The above code 1) defines the configuration; 2) turns positions into angles and then tube coordinates; and 3) sums the x and y coordinates separately. The result isn’t exactly zero (for computational reasons), but close enough. Putting in their third configuration, (4, 8, 14, 15, 21, 27, 28)30, we again get almost zero. Even this strange-looking configuration seems to be balanced.

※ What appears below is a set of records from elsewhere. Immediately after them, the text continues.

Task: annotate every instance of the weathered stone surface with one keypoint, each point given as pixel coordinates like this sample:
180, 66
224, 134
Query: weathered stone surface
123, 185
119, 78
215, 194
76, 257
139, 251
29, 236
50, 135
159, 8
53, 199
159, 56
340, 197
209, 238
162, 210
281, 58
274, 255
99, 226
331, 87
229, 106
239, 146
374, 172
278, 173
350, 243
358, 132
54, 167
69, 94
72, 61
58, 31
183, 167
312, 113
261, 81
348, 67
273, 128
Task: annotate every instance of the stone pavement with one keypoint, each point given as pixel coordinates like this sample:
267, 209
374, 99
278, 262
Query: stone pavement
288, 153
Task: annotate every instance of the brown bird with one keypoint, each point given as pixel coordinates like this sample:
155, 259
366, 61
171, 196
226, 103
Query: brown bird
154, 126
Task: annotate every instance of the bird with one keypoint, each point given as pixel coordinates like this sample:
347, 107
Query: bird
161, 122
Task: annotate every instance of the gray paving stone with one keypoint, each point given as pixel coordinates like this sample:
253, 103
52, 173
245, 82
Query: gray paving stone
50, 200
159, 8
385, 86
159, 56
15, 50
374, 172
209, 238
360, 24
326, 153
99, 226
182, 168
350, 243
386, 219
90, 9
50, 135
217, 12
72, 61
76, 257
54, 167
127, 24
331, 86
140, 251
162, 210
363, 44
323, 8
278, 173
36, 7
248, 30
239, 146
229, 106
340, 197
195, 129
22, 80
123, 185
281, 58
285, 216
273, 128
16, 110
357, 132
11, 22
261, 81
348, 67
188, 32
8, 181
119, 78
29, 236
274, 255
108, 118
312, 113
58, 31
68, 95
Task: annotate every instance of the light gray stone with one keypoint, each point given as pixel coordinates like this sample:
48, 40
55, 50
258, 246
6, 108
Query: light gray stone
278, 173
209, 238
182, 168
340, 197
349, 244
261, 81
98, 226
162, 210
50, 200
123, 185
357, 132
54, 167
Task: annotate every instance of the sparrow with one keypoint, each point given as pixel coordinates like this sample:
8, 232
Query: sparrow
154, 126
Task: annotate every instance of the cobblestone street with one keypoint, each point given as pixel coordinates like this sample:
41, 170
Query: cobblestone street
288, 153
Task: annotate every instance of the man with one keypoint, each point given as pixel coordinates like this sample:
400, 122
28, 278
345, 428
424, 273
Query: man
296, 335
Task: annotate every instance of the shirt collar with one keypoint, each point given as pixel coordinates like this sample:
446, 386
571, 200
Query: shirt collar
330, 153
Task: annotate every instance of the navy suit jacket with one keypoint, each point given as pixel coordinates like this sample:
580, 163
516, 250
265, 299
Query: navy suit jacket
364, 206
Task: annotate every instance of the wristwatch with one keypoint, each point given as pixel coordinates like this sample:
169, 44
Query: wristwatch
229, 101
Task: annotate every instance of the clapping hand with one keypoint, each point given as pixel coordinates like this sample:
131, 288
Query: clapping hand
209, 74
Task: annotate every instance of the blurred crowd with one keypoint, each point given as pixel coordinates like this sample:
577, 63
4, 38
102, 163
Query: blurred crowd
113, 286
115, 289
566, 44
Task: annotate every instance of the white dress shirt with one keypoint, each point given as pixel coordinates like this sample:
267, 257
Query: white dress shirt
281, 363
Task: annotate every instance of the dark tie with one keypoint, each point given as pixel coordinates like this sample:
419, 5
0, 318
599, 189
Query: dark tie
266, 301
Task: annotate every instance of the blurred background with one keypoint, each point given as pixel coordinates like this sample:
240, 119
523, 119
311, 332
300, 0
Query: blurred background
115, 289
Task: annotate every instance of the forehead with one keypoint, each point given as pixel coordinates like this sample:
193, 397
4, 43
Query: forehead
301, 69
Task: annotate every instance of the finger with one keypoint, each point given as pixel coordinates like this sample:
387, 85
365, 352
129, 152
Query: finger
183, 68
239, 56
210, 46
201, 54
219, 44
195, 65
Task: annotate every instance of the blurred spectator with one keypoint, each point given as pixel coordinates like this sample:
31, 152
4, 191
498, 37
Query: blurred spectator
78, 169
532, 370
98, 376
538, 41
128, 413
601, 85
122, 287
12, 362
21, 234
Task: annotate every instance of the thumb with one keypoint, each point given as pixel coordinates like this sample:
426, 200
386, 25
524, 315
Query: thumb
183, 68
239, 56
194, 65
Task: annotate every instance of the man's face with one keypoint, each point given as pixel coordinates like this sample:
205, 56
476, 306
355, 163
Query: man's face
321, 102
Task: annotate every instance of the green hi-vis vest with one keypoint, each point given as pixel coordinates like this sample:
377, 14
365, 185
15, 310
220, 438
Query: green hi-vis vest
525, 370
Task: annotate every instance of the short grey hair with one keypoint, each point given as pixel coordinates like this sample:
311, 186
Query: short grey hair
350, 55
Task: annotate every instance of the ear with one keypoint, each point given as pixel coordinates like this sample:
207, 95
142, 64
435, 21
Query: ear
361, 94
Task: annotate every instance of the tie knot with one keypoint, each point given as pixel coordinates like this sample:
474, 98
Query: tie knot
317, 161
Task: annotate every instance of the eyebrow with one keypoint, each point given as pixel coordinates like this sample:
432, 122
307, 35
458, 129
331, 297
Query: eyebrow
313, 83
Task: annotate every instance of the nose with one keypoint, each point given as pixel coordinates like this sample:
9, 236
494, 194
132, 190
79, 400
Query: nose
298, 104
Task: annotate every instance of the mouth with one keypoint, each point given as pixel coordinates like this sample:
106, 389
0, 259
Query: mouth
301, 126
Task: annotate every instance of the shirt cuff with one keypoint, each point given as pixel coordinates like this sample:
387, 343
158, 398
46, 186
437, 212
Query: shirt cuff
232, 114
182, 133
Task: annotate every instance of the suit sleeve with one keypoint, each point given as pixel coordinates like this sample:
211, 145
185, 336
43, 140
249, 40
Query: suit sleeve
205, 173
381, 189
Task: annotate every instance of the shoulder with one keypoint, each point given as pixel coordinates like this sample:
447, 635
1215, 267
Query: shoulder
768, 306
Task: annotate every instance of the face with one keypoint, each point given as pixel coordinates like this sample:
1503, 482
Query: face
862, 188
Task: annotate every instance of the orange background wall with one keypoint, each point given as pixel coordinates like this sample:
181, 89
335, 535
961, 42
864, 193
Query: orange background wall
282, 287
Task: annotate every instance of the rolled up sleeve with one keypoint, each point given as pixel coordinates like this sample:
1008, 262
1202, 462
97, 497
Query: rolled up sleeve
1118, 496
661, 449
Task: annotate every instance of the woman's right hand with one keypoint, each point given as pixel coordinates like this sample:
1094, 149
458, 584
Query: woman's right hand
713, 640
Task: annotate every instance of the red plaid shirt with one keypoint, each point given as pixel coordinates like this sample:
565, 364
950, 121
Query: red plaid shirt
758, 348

I’m biased because I read the text first, but if someone asked me, I would have to think about the first two configurations, and there is no way I would allow a student to run with the third if I saw it in the lab. That conservative attitude, though not completely scientific, might not be the worst thing. Centrifuge accidents are serious business, and as the authors note:

Finally, non-symmetric arrangement (Fig. 1C) was recognized as balanced by 17% of researchers. Some of these were actually calculating moment of inertia, i.e. were coming to solution knowingly, the rest where basically guessing. The latter should be banished from laboratory practice, since these people are ready to make dangerous decisions without actual understanding of the case, which renders them extremely dangerous in the laboratory settings.

(Plotting code for the first figure is on Github.)